Milea mengerutkan keningnya saat melihat mobil Leon dan sebuah mobil hitam lain sudah terparkir rapi di halaman rumah keluarga Ibrahim. Tak biasanya kakaknya pulang pada tengah hari seperti sekarang. Apa papanya sakit? atau terjadi sesuatu pada Leon? Milea bergegas masuk ke dalam rumah. Lagi-lagi dia dibuat tercengang saat melihat siapa yang sedang berbincang dengan kakaknya....Rafael!
"Kak Rafa disini?" tanyannya nyaris berbisik.
"Seperti yang kau lihat." balas Rafa seadanya.
"Kakak mau apa kemari?" Leon langsung melotot marah mendengar pertanyaan adik bungusnya.
"Pertanyaan macam apa itu Milea?? Rafa kemari karena tak ingin papa salah paham dan banyak berpikir soal hubungan kalian. Bukannya berterimakasih, kau malah bersikap aneh dan menyebalkan seperti itu!" sarkas Leon cepat. Sungguh, dia merasa tak enak hati pada sahabat sekaligus iparnya tersebut.
"Tapi aku mau disini kak!" Milea meradang hingga wajahnya memerah. Leon yang mendengar bantahan sang adik ikut tersulut emosi pula. Entah bagaimana menyembunyikan wajah keluarganya jika Milly benar akan pulang kembali ke rumahnya dihari pertama tinggal di rumah
"Lee...sudahlah. Mungkin Milly rindu rumah." lerai Rafa lembut. Tak ada nada marah dalam tiap perkataannya.
"Bawa dia pulang Raf! Ini bukan lagi rumahnya." Milly langsung menangis manakala mendengar perkataan kakaknya. Dia seperti diusir dari rumahnya sendiri dan sama sekali tak diakui sebagai keluarga lagi.
"Biarkan Milly menginap disini Lee. Mungkin dia memang belum siap jadi menantu di rumah kami." Apa Milea tak salah dengar? Pria yang seharusnya marah akan perbuatannya itu malah memberi ruang padanya, tulus. Sesaat Milea seperti mendapatkan tamparan halus diwajah cantiknya.
"Kalau begitu kau juga harus menginap disini Raf." Rafael menggeleng.
"Itu tak bisa kulakukan Lee. Kau tau jika aku akan kesusahan menyelesaikan pekerjaanku jika ada disini bukan? jadi biarkan Milly ada disini untuk sementara. Jika kau berkata ini bukan lagi rumahnya, anggap saja aku menitipkan istriku padamu." Leon tak lagi meneruskan ucapannya. Dia amat tau jika saat ini Rafael sedang amat sibuk mengurusi puncuran produk terbarunya. Perasaan kecewa bergelayut dihatinya pada Milea.
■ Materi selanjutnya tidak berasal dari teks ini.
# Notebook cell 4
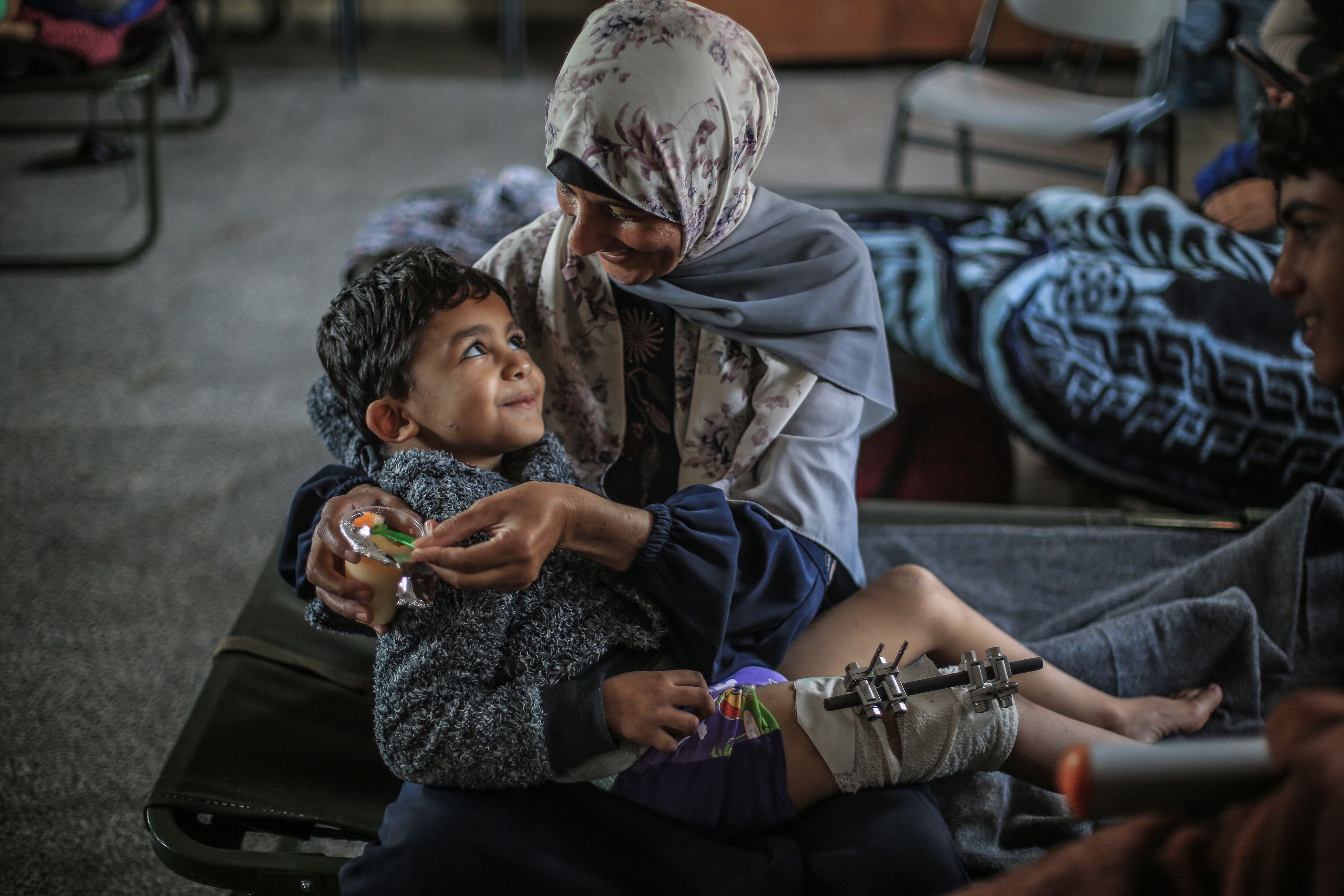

Istri yang bahkan sama sekali tak mengerti kesibukan suaminya.
"Lalu om dan tante?"
"Tenanglah..aku akan menjelaskan semuanya pada mereka." Rafael segera berdiri menuju pintu, mengacuhkan Milea seperti pagi tadi lalu menuju mobilnya.
"Raf..tolong maafkan Milly." Leon sadar harus berkata begitu pada sang ipar. Tak ada jawaban, Rafa hanya mengangguk sekilas. Perasaan sang kakak jadi makin tak tenang.
"Apa kau sudah berencana mengembalikan Milly pada kami?" tanyanya hati-hati. Rafael urung masuk ke mobilnya.
"Aku pria sejati yang akan menepati janjiku bagaimanapun sikap Milea padaku."